Он содрогнулся — эти слова Покаянного канона он десятки раз читал, но сейчас они были не написанными писцом ровными строчками, а чьим‑то голосом беззвучным, но громовым, проникающим в мозг, в печень, в дрожащую беззащитную плоть: это была угроза физически ощутимая, словно стылой мертвечиной дохнуло в ноздри от низкого свода. И опять, как там, наверху, волнами стало накатывать, приближать неведомый ему дотоле ужас.

Иван покосился туда, откуда приближался ужас, и увидел, что архангел за ним наблюдает неустанно, исподлобья, и не было милосердия в его затененном взоре. Да, давно подозреваемое подтвердилось: это совсем не архангел Михаил, заступник невинных, это — Ангел Смерти. Вот настал срок, и он пришел за ним, за Иваном, не за царем всея Руси, а за озябшим, напуганным человечком, у которого болит печень и пересохло во рту и нет ни единого друга на земле, нет убежища и, главное, нет оправдания…

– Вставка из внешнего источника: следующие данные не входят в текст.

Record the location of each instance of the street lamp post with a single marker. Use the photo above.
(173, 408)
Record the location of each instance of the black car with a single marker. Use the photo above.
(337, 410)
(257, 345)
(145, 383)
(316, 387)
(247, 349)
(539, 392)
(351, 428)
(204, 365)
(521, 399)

Иван знал, почему все скрестилось сегодня — измена, болезнь, Ангел Смерти: то, что он, Иван, хотел сделать сегодня ночью, но отложил, было преступно и вызвало неотвратимую кару. То, что он хотел, предстало сейчас выпуклой кровавой похотью, которая затягивала, он знал это, в похмелье на много дней и была настолько сладостна и противоестественна, что ее нельзя ничем было отмыть, — ведь слез покаянных на это у него давно нет, да и не может быть: кощунство безводно от гордыни. Значит, он, Иван, пропал, потому что гордыню рождает власть, и она же рождает страх, а страх — жестокость, жестокость — сладострастие, и все сначала, в клубке слизисто–кровоточащем, пульсирующем… Нет, не государство это — зачем себе врать? И не человечье даже. «А чье?» — шепнул он, съеживаясь, и замер: грозно, неподкупно смотрел на него Ангел, во взгляде его стояла близкая смерть. «…Никто не знает, где я, кричать — не услышат, а Басманов, может, тоже уже изменил, и в башню тоже не выйти, еды и питья здесь нет. Сколько может человек без еды? Сколько выжил тогда Куракин [81] без еды в заточении? Говорили, почти месяц… О чем я, безумный! А сколько ложно умерший во гробе может прожить? Как мне Мария–католичка, ведьма, напророчила: умру ложно. Крика никто из гроба не услышит…»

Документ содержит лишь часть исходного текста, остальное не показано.